Jutro o godz. 17 na stadionie w Potulicach meczem z GLKS Dobrcz Zawisza rozpoczyna sezon w A klasie o kolejny awans w drodze na polskie salony piłkarskie. Dzisiaj na Stary Rynku zaprezentowana została młoda drużyna niebiesko-czarnych, której to zadanie zostało powierzone.
Na Starym Rynku stawiły się dzisiaj setki wiernych kibiców Zawiszy na prezentacji drużyny przed rozpoczynającym się jutro nowym sezonem piłkarskim. Wiwatujący na cześć klubu kibice manifestowali radość i nadzieje przed nowym sezonem, wznosili okrzyki i śpiewali piosenki. Z reakcją spotkała się jednak odmowa prezydenta Rafała Bruskiego zorganizowania imprezy otwarcia sezonu na Wyspie Młyńskiej, podtrzymanie "eksmisji" klubu do Potulic i ocena roli, jaką odegrał w procesie degradacji zespołu. - My bydgoszczanie, właściciele tego miasta nie mieliśmy prawa urządzić imprezy na Wyspie Młyńskiej. Robimy to tutaj. Myślę, że będziemy się znakomicie bawić. No cóż, myślę, że wkrótce zmienimy tego prezydenta - mówił Jerzy Mickuś z Zarządu Stowarzyszenia Piłkarskiego "Zawisza" i dodał, że Zawiszy z mapy piłkarskie Polski wymazać się nie da, podobnie jak z mapy Bydgoszczy. - Odbudujemy nasz klub, odbudujemy wielkiego Zawiszę. Odbudujemy na troszeczkę innych zasadach: bez kumoterstwa, złodziejstwa i oszukaństwa - zapewnił Mickuś. - Miasto dało 1,5 mln zł, a za 550 tys. zł, z transzy którą otrzymał, kupił klub Osuch. Uważam, że to jest przestępstwo. ZUS-owi wisi 500 tys. zł. Czy ktoś z państwa miałby taki przywilej?

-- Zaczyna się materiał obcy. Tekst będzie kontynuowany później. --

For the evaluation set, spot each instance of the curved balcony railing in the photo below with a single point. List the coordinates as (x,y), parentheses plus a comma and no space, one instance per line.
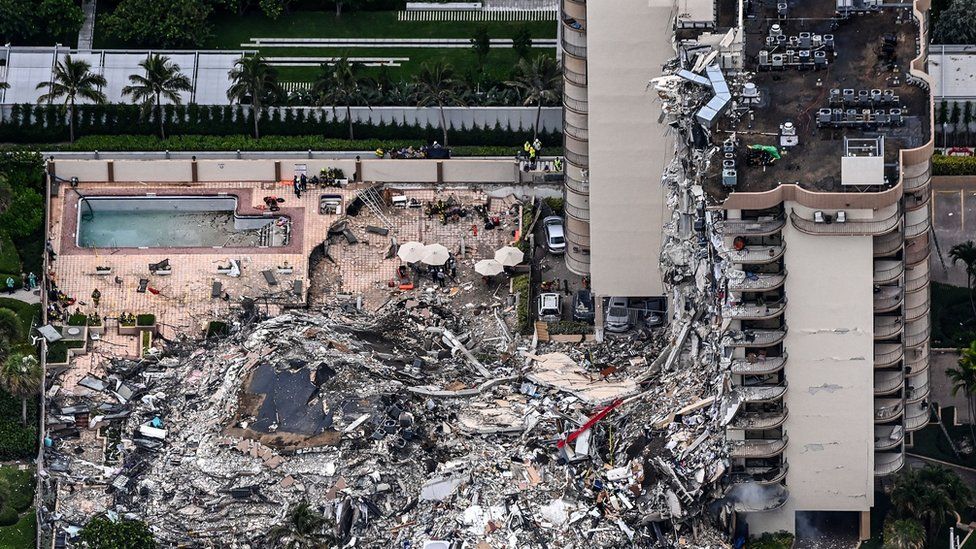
(888,244)
(888,463)
(751,310)
(847,228)
(887,409)
(917,332)
(760,421)
(754,338)
(759,448)
(759,475)
(888,381)
(580,134)
(917,277)
(916,416)
(888,298)
(756,255)
(916,177)
(750,497)
(887,355)
(887,270)
(750,227)
(917,250)
(575,77)
(887,437)
(758,282)
(762,393)
(757,367)
(917,305)
(888,327)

Ten pan ma parasol ochronny, to wkrótce znajdzie wytłumaczenie - mówił Mickuś, a zgromadzeni kibice skandowali: "Bruski, grabarz Zawiszy!" i z wiarą: "Zawisza nigdy nie zginie!". Popierający przeprowadzenie referendum w sprawie odwołania prezydenta miasta mogli podpisać się na listach wyłożonych przy ustawionych stolikach.
Następnie za stanie przy klubie kibicom, przyjaciołom i sponsorom podziękował prezes klubu Krzysztof Bess.

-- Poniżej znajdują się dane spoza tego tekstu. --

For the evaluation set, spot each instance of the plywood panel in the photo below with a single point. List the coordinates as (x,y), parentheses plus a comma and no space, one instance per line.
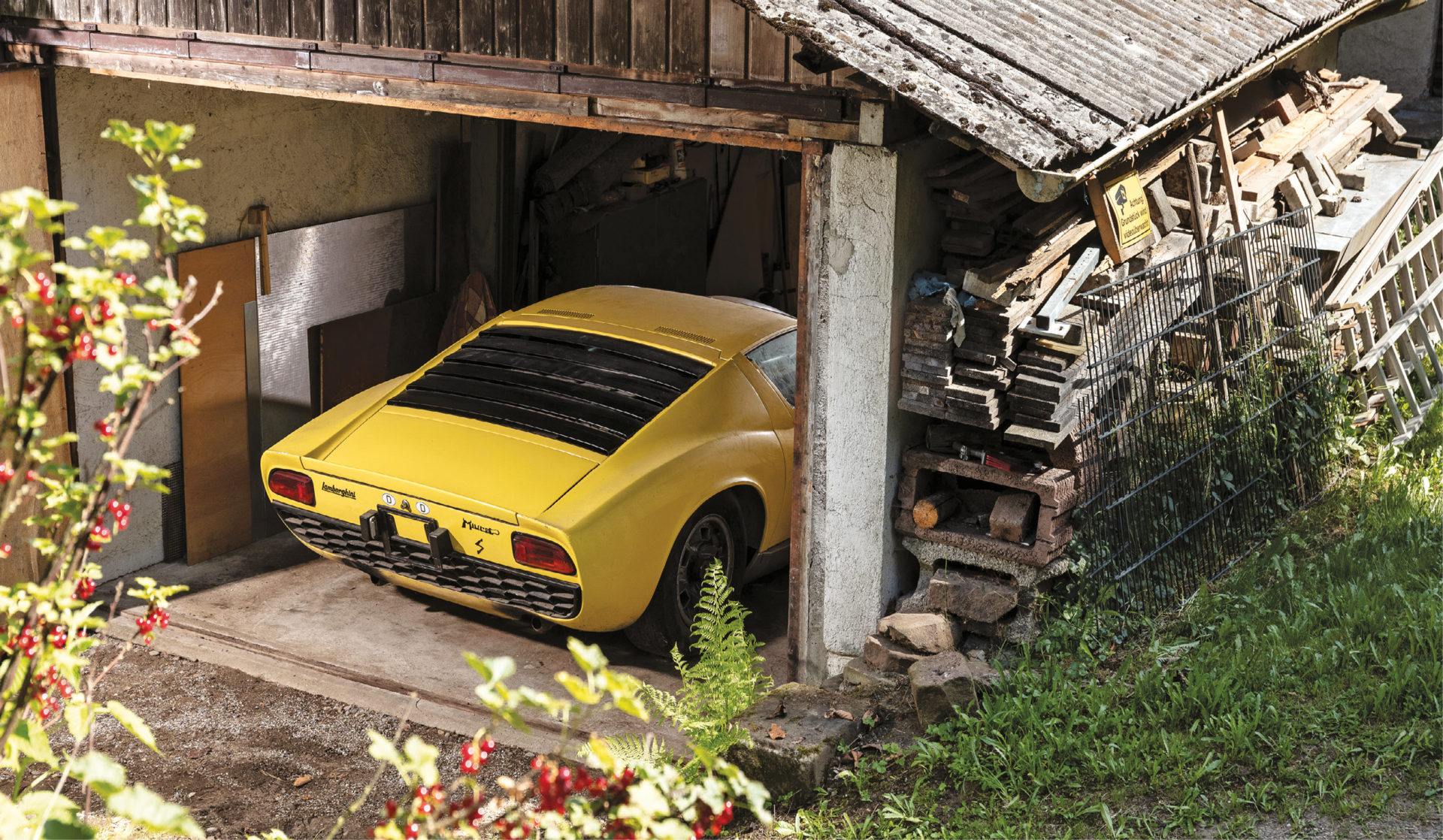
(573,31)
(649,35)
(214,429)
(611,32)
(22,164)
(442,25)
(478,28)
(340,20)
(767,51)
(728,39)
(539,29)
(688,36)
(407,23)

Piłkarze Zawiszy zaprezentowani zostali na zainstalowanej na rynku trybunie. Trener Jacek Łukomski zapewnił, że w każdym meczu będą walczyć o zwycięstwo. Szkoda tylko, co podkreślono, że cały sezon przyjdzie Zawiszy grać na wyjeździe, ale "kolejny awans będzie nasz".